While with music sometimes it's often best to play the ball and not the man (read: every rapper whose music you like but is a complete speedbump of a person), Seth Sentry puts his character front and centre of his work. To love Sentry's music is to love Sentry; to love Sentry is to love Sentry's music. Our host has made art and artist inextricable.

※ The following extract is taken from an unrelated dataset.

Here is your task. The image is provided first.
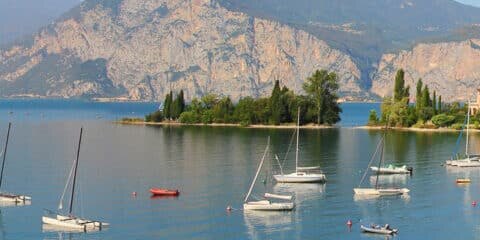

At times it's a joy. On Langoliers Banquet we hear, “Peace to you and yours/Grab a Cuban out the humidor”. It's genuine. We get an engaging song from an engaging person who wants to take us along for the ride. On My Scene Seth's greatest strength – making the complicated parts of character seem simple – is on show. The song is a straightforward identity piece about not fitting in, but the telling is what demands attention. Seth meets a bunch of yuppie types who mistake him for a colleague named Greg. Seth wants to fit in somewhere, to find his scene, so he thinks, “Maybe I could be Greg; just for the weekend.” That line says it all, and majestically; where other rappers would need a few verses, Seth needs nine words. Dear Science, a plea for the hoverboards first promised by Robert Zemeckis in the mid-1980s, is endearing.

This is a work that lives or dies on the content of Seth's character. A likeable videogame fan who sometimes struggles to fit in – yes – there's a lot to empathise with and enjoy. There are also moments when Seth's character repels rather than attracts. Opening track Campfire is a case in point. “I don't want to form an orderly line”, Seth Says. Nor work a day job “in a coma from the morning 'til five”. Simplistic complaints, and largely baseless, they serve to detract from the excellent person This Was Tomorrow introduces us to.